Bir Alt Geçit Kabusu
Kahretsin... Son vapuru da kaçırmıştı işte. Oysa işten tam vaktinde çıkmıştı. Ah be Aylin... Aylin, ayak üstü onu feci oyalamıştı tabii. O da fark etmemişti. Havadan sudan açılan konular Suat'a kadar gelmişti nihayetinde. Aylin neden anlamak istemiyordu. Suat ile boşanmıştı Tülay-Suat üzgünmüşmüş, köpek gibi pişmanmışmış- Bu iş bitmişti, Aylin'de ikna olmalıydı. Artık o yalnız bir kadındı. Ayakta duracak gücü vardı. Kadınların ayakta duracak gücü hep kalır. Annelik içgüdüsü belki de. Evliliğini kurtarmaya gayret etmişti gerçekten. Suat'ın kıskançlık krizleri bir yana, Tülay için yediği dayaklar çekilmez bir hal almıştı. Eğitimmiş... Şiddete yaslanmanın eğitimle filan ilgisi yoktu. Aciziyeti örtme yollarından, aşağılık komplekslerinden kaynaklanan bir olguydu şiddet.

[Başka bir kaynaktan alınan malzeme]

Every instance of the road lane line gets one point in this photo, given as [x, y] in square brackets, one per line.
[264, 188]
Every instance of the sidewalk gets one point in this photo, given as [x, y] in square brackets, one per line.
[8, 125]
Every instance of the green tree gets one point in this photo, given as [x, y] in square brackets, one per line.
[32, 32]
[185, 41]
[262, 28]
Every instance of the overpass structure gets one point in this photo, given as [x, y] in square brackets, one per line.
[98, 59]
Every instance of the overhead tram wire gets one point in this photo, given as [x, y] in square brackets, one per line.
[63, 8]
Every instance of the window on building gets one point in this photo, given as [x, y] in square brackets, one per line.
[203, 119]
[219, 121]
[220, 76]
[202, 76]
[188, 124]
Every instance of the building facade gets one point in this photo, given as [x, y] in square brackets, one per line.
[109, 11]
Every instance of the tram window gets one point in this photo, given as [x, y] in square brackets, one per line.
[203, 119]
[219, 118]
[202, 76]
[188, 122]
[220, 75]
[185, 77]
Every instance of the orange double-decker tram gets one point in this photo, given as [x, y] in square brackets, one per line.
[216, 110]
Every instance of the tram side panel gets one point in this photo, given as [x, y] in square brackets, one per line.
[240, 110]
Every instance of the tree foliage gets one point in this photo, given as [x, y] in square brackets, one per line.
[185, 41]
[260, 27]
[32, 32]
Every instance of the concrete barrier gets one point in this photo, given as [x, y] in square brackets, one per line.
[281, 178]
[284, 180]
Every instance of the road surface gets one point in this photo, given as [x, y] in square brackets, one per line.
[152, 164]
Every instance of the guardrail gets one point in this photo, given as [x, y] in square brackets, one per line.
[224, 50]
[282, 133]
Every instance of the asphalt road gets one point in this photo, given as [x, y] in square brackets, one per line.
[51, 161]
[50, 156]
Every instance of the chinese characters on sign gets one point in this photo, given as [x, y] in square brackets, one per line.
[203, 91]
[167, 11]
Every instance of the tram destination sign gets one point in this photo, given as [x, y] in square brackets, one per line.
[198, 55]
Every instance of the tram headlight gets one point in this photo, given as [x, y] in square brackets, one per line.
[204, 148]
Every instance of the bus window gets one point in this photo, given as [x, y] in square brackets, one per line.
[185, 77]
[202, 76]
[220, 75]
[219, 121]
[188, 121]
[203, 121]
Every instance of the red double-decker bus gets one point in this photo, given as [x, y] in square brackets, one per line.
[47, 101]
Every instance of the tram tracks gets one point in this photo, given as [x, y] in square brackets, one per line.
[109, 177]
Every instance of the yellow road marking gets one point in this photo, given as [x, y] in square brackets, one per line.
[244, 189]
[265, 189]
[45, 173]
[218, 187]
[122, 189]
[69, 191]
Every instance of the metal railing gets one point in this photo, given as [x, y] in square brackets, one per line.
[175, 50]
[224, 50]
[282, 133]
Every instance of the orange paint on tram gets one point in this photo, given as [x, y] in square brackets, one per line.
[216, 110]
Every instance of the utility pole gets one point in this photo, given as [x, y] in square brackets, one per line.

Ah be Aylin... Şimdi, alt geçitten geçmek zorundaydı Tülay. Istanbul ıssızlık kisvesine bürünmüştü aniden. Bu şehrin bile yalnızlığa ihtiyacı vardı. Korkuyordu... Yalnızlıktan ve şu an geçmek zorunda olduğu altgeçitten. Korkuyordu fakat Suat'a dönemezdi köprüleri çoktan yakmıştı. Alt geçitten de geçmeliydi, eve dönmek zorundaydı. Eve, sığınağına. Özgün fikri; evlerin köşelerinin her birey için ayrı sığınaklar olmasıydı. Babasını anımsadı, babası hep balkonda, sokak lambalarının tuhaf yanılgıları altında otururdu. Annesi mutfakta kalmayı yeğlerdi. Bir uğraşısı olup olmaması mühim değildi. Saatlerce, ceviz ağacından imal mutfak masasına oturur öyle dalar giderdi. Ne düşünürlerdi? Annesi ile babası gerçekten aşık mıydı birbirlerine? Hah, aşk nedir zaten, peri tozları kadar gerçekçi bir his. Kendi aşıktı da ne olmuştu? Suat için neleri karşısına almıştı, neleri, kimleri? Değer miydi? Belki bir süre.
Ayın geniş çehresine doğru başını kaldırdı. Birisini bekliyordu, güvenilir birisini. Güvenmeye ihtiyacı vardı. Böylece onunla birlikte alt geçitten geçebilirlerdi. İnsan tanıdık, tanımadık bazen bir sığınak arar. Fakat gelen giden yoktu. Derin bir nefes aldı. Alt geçide inen merdivenlere yöneldi. Adımlarını Istanbul'un yitik ezgisine uydurdu anlamadan. Bir, iki, bir, iki... Mağrur bir kuğuya benzeyerek, merdivenlerden indi.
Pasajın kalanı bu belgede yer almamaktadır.